Personal information
- Full name: Hervé Oussalé
- Date of birth: 16 June 1988 (age 37)
- Place of birth: Tyialo, Burkina Faso
- Height: 1.81 m (5 ft 11 in)
- Position: Striker

Youth career
- Les Etalons Juniors
- 0000–2006: Etoile Filante Ouagadougou
- 2006–2008: FC Brussels
- 2008: FC Red Bull Salzburg

Senior career*
- Years: Team / Apps / (Gls)
- 2008: Etoile Filante de Ouagadougou
- 2009: Alemannia Aachen / 21 / (6)
- 2010: RAEC Mons / 16 / (9)
- 2010: Persepolis / 0 / (0)
- 2011–2012: MC Alger / 14 / (1)
- 2012: ASO Chlef / 12 / (4)
- 2013: CF Mounana / 0 / (0)
- 2014–2015: Wolfsberger AC / 6 / (0)
- 2016–2017: Tala'ea El Gaish

International career
- 2005: Burkina Faso U-17

= Hervé Oussalé =

Burkinabé footballer

Hervé Oussalé (born 16 June 1988 in Tyialo) is a Burkinabé football player who is currently unattached.

== Career ==
Oussalé began his career with Les Etalons Juniors, then joined the juniors from Etoile Filante Ouagadougou where he played until July 2006. In July 2006, he moved to FC Brussels in Belgium where he played for the juniors for 18 months and was scouted by FC Red Bull Salzburg where he played in the reserve team. He left after six months and returned to Burkina Faso, signing a contract with Etoile Filante de Ouagadougou.

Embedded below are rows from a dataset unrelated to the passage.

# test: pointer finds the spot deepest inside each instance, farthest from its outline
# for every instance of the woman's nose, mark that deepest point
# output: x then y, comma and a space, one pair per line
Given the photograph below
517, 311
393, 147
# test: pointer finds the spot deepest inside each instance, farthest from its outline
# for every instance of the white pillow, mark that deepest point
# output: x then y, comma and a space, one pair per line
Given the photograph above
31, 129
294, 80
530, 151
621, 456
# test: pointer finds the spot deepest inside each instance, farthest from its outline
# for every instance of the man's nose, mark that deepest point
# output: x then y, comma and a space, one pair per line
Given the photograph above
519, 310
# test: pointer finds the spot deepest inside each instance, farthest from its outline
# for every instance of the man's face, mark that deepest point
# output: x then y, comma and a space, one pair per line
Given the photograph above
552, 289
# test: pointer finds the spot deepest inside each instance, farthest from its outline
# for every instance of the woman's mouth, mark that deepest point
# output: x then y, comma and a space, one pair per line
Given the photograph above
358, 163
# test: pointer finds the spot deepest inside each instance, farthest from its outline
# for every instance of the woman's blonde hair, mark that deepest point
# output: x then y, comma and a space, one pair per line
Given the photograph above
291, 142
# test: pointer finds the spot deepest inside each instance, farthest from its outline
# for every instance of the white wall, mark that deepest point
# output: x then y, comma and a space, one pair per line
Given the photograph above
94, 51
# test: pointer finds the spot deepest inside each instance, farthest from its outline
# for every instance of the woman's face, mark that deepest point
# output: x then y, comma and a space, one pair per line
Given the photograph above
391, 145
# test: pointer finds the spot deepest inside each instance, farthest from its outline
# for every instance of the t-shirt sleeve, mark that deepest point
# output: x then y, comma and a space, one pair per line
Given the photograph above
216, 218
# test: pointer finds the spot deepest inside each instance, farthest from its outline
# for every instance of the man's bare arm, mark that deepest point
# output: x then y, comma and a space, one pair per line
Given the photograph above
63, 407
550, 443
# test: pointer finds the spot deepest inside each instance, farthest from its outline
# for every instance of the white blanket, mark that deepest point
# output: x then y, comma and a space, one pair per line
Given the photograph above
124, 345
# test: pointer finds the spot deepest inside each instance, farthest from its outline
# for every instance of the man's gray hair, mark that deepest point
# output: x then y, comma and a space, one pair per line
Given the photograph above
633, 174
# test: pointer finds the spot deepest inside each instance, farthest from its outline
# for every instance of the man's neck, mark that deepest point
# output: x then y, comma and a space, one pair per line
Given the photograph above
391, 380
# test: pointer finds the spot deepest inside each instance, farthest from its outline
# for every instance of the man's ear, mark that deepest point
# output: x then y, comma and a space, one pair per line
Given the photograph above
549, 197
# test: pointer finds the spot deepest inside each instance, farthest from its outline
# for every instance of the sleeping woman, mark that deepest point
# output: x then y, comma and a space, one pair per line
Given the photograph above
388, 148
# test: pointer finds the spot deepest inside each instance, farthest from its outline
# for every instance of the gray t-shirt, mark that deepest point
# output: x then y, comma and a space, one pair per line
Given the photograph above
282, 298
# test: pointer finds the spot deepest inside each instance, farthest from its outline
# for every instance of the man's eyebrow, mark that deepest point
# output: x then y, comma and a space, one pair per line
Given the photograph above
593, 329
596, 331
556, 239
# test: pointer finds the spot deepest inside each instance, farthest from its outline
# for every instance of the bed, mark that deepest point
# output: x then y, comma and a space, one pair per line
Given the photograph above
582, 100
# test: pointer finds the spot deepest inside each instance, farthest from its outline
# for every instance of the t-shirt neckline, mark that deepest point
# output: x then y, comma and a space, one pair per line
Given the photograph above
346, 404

On 30 January 2009, he left Etoile Filante de Ouagadougou in the Burkinabé Premier League to join Alemannia Aachen in the 2. Bundesliga. Oussalé gave his debut on 6 February 2009 against FC Hansa Rostock. After one year, he left Alemannia Aachen and returned to Belgium, signing on for RAEC Mons on 8 January 2010.

He was invited to have a trial with Persepolis in the summer of 2010 and scored two goals in a friendly match. He joined Persepolis in July 2010.

On 6 July 2011, Oussalé signed an 18-month contract with Algerian club MC Alger. He made his debut for the club on 16 July 2011, as a starter in a 2011 CAF Champions League group stage match against Tunisian side Espérance.

== International career ==
Oussalé has played with the U-17 from Burkina Faso in the qualifications for the Coupe d’Afrique des Nations Cadets 2005 in Gambia and was promoted in 2006 to the Senior National Team.